BOSTON – Before hanging out a shingle on Facebook or other social networking sites, mental health providers should be aware of the pitfalls of TMI – too much information – warned a psychiatrist at the annual meeting of the American Academy of Psychiatry and the Law.
Roughly half of all medical students who posted on Facebook without thought to their privacy settings revealed personal information that did not reflect well on them, including profanity, intoxication, and discriminatory language, and more than a third posted sexually suggestive messages or images, reported Dr. Helen M. Farrell, a staff psychiatrist at Beth Israel Deaconess Medical Center in Boston.
In addition, indiscriminate postings can run afoul of HIPAA rules and leave clinicians liable to malpractice actions, Dr. Farrell cautioned.
Facebook can be useful for marketing a practice, but it can also be a professional and ethical minefield when used improperly, she noted in a poster presentation and an interview.
"If psychiatrists are contacted by patients on Facebook, they should not ‘friend’ the patients or establish any communication with them. They can also block patients from seeing their profiles and that would be recommended," she said.
She quoted a 2009 article in Entertainment Weekly which asked, "How on earth did we stalk our exes, remember our coworkers’ birthdays, bug our friends, and play a rousing game of Scrabulous before Facebook?"
Dr. Farrell did a PubMed search for articles on professionalism and Facebook, and found 12 studies that looked at how medical students and residents used the social medium.
"If psychiatrists are contacted by patients on Facebook, they should not ‘friend’ ... or establish any communication with them."
For example, a survey of Vanderbilt surgery residents and faculty found that 64% of the residents and 22% of the faculty had Facebook pages, and that 31% had publicly accessible sites with work-related comments posted (J. Surg. Educ. 2010;67:381-6). Of those comments, 14% made reference to patient care or to specific patient situations.
In a another study, investigators from the Wellington School of Medicine and Health Sciences in New Zealand, conducted a cross-sectional survey of Facebook use by recent medical graduates (Med. Educ. 2010;44:805-13).
They found that 37% of the 220 graduates who had Facebook accounts had publicly available profiles, more than one-third of which (37%) revealed the poster’s sexual orientation, 46% showed them using alcohol, and 10% showed them being intoxicated.
It’s also unwise for clinicians to accept "friending" requests from patients. The patient may be exposed to possible unprofessional or embarrassing content that could tarnish the doctor-patient relationship, and there are concerns about boundary issues and potential liability, Dr. Farrell said.
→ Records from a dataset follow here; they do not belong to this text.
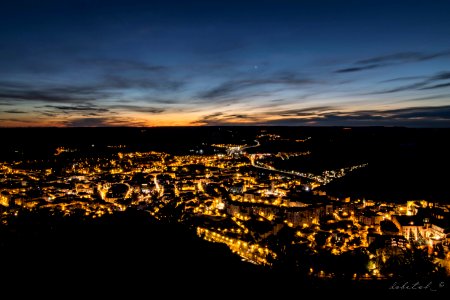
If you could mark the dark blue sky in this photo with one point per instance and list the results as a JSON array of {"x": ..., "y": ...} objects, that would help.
[{"x": 150, "y": 63}]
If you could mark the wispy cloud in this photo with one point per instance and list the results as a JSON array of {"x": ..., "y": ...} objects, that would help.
[
  {"x": 14, "y": 111},
  {"x": 237, "y": 86},
  {"x": 426, "y": 83},
  {"x": 390, "y": 60},
  {"x": 102, "y": 122}
]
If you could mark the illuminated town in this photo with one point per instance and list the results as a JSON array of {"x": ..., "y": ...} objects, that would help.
[{"x": 228, "y": 195}]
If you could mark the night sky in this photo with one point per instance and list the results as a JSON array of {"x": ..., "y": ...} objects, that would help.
[{"x": 153, "y": 63}]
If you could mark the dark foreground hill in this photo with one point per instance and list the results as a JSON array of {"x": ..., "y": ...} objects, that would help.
[{"x": 131, "y": 254}]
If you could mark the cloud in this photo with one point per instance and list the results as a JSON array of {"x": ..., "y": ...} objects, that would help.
[
  {"x": 103, "y": 122},
  {"x": 82, "y": 108},
  {"x": 11, "y": 92},
  {"x": 303, "y": 111},
  {"x": 237, "y": 86},
  {"x": 219, "y": 118},
  {"x": 14, "y": 111},
  {"x": 135, "y": 108},
  {"x": 123, "y": 65},
  {"x": 427, "y": 83},
  {"x": 422, "y": 116},
  {"x": 390, "y": 60},
  {"x": 357, "y": 69}
]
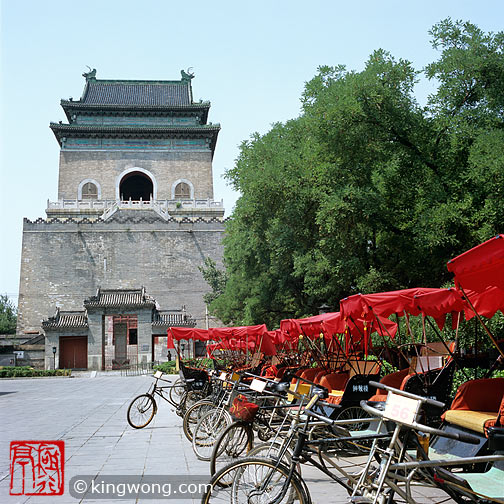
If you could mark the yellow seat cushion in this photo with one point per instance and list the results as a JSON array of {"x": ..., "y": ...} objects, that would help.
[{"x": 472, "y": 420}]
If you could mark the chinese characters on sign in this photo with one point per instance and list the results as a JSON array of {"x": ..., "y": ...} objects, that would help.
[{"x": 37, "y": 467}]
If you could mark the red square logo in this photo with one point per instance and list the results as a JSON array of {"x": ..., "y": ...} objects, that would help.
[{"x": 37, "y": 467}]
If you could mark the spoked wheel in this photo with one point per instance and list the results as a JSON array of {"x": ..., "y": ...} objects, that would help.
[
  {"x": 193, "y": 415},
  {"x": 234, "y": 442},
  {"x": 177, "y": 391},
  {"x": 272, "y": 450},
  {"x": 355, "y": 413},
  {"x": 255, "y": 481},
  {"x": 208, "y": 430},
  {"x": 141, "y": 411}
]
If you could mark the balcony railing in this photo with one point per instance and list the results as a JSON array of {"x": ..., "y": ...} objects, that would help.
[{"x": 186, "y": 204}]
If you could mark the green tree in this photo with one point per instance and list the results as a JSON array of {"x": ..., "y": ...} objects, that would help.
[
  {"x": 215, "y": 278},
  {"x": 367, "y": 190},
  {"x": 8, "y": 317}
]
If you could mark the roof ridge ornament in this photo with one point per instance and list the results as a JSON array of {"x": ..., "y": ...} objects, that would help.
[
  {"x": 91, "y": 75},
  {"x": 187, "y": 76}
]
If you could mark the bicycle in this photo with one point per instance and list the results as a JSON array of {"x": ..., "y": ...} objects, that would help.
[{"x": 142, "y": 409}]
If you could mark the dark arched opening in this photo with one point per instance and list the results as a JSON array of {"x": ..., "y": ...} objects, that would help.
[{"x": 136, "y": 186}]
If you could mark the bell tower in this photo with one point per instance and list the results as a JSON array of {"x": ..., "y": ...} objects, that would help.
[
  {"x": 135, "y": 145},
  {"x": 135, "y": 214}
]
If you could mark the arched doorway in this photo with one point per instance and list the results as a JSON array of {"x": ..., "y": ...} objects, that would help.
[{"x": 135, "y": 186}]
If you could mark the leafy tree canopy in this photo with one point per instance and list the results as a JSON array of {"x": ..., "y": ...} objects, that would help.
[{"x": 367, "y": 190}]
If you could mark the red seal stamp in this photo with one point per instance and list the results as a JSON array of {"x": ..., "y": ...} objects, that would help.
[{"x": 37, "y": 467}]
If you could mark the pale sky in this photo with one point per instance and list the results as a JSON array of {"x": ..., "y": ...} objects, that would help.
[{"x": 250, "y": 59}]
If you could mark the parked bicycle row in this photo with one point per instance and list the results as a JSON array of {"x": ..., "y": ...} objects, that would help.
[{"x": 318, "y": 392}]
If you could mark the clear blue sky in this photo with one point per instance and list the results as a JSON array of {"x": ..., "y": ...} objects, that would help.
[{"x": 251, "y": 60}]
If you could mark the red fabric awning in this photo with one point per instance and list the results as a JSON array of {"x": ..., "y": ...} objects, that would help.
[
  {"x": 381, "y": 303},
  {"x": 239, "y": 333},
  {"x": 186, "y": 333},
  {"x": 480, "y": 267},
  {"x": 486, "y": 303},
  {"x": 438, "y": 303}
]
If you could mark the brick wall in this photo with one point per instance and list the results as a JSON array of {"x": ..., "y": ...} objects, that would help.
[
  {"x": 106, "y": 167},
  {"x": 64, "y": 263}
]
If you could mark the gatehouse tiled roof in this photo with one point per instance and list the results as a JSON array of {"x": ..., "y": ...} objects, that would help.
[
  {"x": 160, "y": 93},
  {"x": 118, "y": 298},
  {"x": 172, "y": 319},
  {"x": 66, "y": 320}
]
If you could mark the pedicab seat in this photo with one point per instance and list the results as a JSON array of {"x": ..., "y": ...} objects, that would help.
[
  {"x": 478, "y": 405},
  {"x": 392, "y": 380},
  {"x": 472, "y": 420}
]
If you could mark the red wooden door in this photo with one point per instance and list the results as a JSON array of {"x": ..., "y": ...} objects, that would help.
[{"x": 73, "y": 352}]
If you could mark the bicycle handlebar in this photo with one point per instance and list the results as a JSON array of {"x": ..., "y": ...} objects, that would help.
[
  {"x": 465, "y": 438},
  {"x": 426, "y": 400}
]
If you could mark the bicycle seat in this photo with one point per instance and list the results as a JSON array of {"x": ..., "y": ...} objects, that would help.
[{"x": 280, "y": 387}]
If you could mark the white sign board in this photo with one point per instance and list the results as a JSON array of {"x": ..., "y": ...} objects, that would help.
[
  {"x": 258, "y": 385},
  {"x": 401, "y": 409}
]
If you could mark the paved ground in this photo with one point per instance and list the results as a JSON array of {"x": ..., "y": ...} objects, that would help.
[{"x": 89, "y": 414}]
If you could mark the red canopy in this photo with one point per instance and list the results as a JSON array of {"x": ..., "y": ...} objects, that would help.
[
  {"x": 438, "y": 303},
  {"x": 186, "y": 333},
  {"x": 486, "y": 303},
  {"x": 240, "y": 333},
  {"x": 480, "y": 267},
  {"x": 381, "y": 303}
]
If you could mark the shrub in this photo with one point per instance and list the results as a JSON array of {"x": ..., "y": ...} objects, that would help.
[{"x": 27, "y": 372}]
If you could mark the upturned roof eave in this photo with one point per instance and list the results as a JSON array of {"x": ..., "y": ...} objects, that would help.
[{"x": 70, "y": 107}]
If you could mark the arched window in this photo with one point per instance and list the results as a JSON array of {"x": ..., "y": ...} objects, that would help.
[
  {"x": 136, "y": 185},
  {"x": 182, "y": 191},
  {"x": 89, "y": 191}
]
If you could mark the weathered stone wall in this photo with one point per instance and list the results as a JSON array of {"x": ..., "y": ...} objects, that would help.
[
  {"x": 64, "y": 263},
  {"x": 106, "y": 167}
]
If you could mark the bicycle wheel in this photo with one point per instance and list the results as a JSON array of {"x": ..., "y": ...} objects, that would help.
[
  {"x": 191, "y": 398},
  {"x": 141, "y": 411},
  {"x": 176, "y": 391},
  {"x": 256, "y": 481},
  {"x": 272, "y": 451},
  {"x": 207, "y": 431},
  {"x": 235, "y": 441},
  {"x": 193, "y": 415}
]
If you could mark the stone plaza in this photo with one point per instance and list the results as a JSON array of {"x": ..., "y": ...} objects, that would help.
[{"x": 88, "y": 412}]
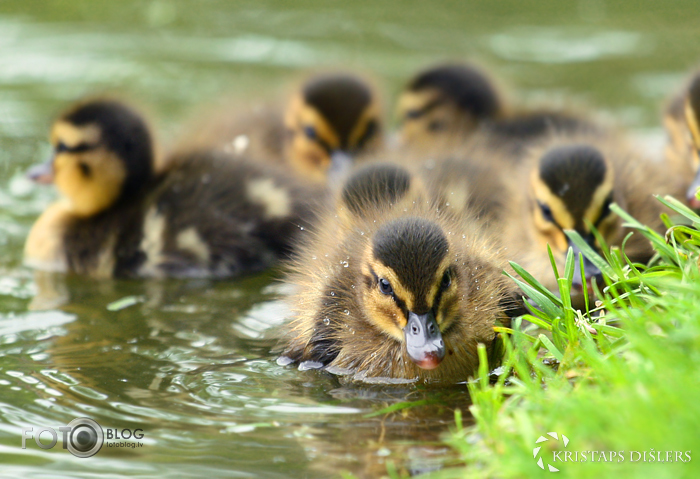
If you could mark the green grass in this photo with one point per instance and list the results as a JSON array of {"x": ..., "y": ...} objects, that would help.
[{"x": 622, "y": 376}]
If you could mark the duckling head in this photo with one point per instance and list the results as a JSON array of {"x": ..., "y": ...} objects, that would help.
[
  {"x": 692, "y": 117},
  {"x": 446, "y": 103},
  {"x": 375, "y": 187},
  {"x": 410, "y": 289},
  {"x": 102, "y": 154},
  {"x": 572, "y": 187},
  {"x": 333, "y": 119}
]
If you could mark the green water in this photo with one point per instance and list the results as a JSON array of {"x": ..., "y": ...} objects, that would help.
[{"x": 190, "y": 363}]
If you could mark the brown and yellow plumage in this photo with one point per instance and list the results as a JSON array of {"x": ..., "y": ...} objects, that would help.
[{"x": 364, "y": 284}]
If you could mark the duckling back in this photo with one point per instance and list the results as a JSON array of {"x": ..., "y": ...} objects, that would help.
[{"x": 218, "y": 216}]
The flip side of the Facebook coin is its promotional value, which can be used to market a school’s curriculum and share information about clinical and academic departments, schedules, etc.
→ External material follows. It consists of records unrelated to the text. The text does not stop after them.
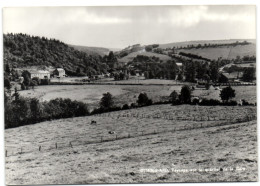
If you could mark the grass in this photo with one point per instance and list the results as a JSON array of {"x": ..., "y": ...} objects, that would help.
[
  {"x": 242, "y": 92},
  {"x": 120, "y": 161},
  {"x": 91, "y": 94},
  {"x": 132, "y": 55},
  {"x": 127, "y": 94}
]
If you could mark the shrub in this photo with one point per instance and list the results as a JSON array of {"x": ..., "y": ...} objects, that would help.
[
  {"x": 45, "y": 82},
  {"x": 23, "y": 86},
  {"x": 143, "y": 100},
  {"x": 37, "y": 80},
  {"x": 133, "y": 105},
  {"x": 244, "y": 102},
  {"x": 210, "y": 102},
  {"x": 195, "y": 101}
]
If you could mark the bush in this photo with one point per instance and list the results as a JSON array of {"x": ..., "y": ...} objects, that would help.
[
  {"x": 23, "y": 86},
  {"x": 210, "y": 102},
  {"x": 143, "y": 100},
  {"x": 22, "y": 111},
  {"x": 37, "y": 80},
  {"x": 45, "y": 82},
  {"x": 244, "y": 102}
]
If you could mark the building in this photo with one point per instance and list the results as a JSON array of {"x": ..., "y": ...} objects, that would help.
[
  {"x": 59, "y": 72},
  {"x": 41, "y": 74}
]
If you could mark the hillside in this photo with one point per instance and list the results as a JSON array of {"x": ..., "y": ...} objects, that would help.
[
  {"x": 224, "y": 52},
  {"x": 96, "y": 51},
  {"x": 132, "y": 55},
  {"x": 21, "y": 50}
]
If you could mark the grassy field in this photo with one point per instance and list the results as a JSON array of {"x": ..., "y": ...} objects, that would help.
[
  {"x": 242, "y": 92},
  {"x": 161, "y": 137},
  {"x": 132, "y": 55}
]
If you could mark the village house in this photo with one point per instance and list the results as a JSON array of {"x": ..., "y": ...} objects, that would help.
[
  {"x": 59, "y": 72},
  {"x": 41, "y": 74},
  {"x": 231, "y": 77}
]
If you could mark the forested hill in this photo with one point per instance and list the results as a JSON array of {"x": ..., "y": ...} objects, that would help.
[{"x": 21, "y": 50}]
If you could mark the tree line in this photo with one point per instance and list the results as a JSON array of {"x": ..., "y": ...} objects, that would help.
[{"x": 22, "y": 50}]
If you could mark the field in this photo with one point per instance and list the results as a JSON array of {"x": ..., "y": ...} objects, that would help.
[
  {"x": 182, "y": 143},
  {"x": 127, "y": 94},
  {"x": 132, "y": 55},
  {"x": 91, "y": 94}
]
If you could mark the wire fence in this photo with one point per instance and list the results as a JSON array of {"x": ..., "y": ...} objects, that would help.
[{"x": 14, "y": 151}]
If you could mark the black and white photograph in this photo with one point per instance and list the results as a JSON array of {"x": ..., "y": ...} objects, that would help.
[{"x": 129, "y": 94}]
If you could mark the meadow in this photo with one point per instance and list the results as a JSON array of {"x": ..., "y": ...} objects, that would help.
[{"x": 158, "y": 137}]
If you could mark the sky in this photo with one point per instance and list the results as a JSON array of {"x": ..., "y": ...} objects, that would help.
[{"x": 119, "y": 27}]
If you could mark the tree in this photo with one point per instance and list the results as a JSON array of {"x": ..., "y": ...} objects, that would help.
[
  {"x": 36, "y": 109},
  {"x": 33, "y": 84},
  {"x": 106, "y": 101},
  {"x": 249, "y": 74},
  {"x": 7, "y": 68},
  {"x": 185, "y": 96},
  {"x": 227, "y": 93},
  {"x": 7, "y": 83}
]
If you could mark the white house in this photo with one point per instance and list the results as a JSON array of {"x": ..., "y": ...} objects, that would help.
[{"x": 41, "y": 74}]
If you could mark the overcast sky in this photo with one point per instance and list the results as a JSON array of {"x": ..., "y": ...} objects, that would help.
[{"x": 119, "y": 27}]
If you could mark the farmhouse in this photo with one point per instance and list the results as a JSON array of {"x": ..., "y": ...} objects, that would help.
[
  {"x": 41, "y": 74},
  {"x": 232, "y": 77},
  {"x": 59, "y": 72}
]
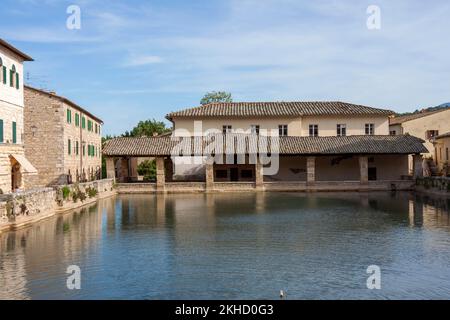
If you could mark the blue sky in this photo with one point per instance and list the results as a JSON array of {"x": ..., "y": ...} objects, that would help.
[{"x": 135, "y": 60}]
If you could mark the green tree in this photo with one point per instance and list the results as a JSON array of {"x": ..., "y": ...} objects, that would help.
[
  {"x": 147, "y": 128},
  {"x": 216, "y": 96}
]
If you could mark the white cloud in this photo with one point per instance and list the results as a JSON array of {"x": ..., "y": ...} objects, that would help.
[{"x": 142, "y": 60}]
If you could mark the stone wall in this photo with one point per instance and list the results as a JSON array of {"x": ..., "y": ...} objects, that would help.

In addition, public profiles that patients post can provide clues about their mental states, such as histrionic or narcissistic personality traits, antisocial moods, or behaviors such as the use of hostile language, libel, or cyberbullying.
The way in which patients react to Facebook also might provide clues to their thought processes or content. For example, patients who frequently, repeatedly check their Facebook accounts might have obsessive/compulsive traits, whereas postings by the patient might reveal psychosis or homicidal or suicidal ideation. Postings also may provide clues to patients’ perceptual disturbances, insight, and judgment, Dr. Farrell noted.
She recommends that Facebook users choose the highest privacy settings allowed, and that "e-professionalism" become part of the formal curriculum at professional schools and organizations.
The study was internally funded. Dr. Farrell reported that she had no relevant conflicts of interests.
FROM THE ANNUAL MEETING OF THE AMERICAN ACADEMY OF PSYCHIATRY AND THE LAW
Major Finding: Approximately 50% of medical students who post publicly viewable profiles on Facebook publish unprofessional, unflattering, or potentially actionable content.
Data Source: Review of medical literature.
Disclosures: The study was internally funded. Dr. Farrell reported that she had no relevant conflicts of interests.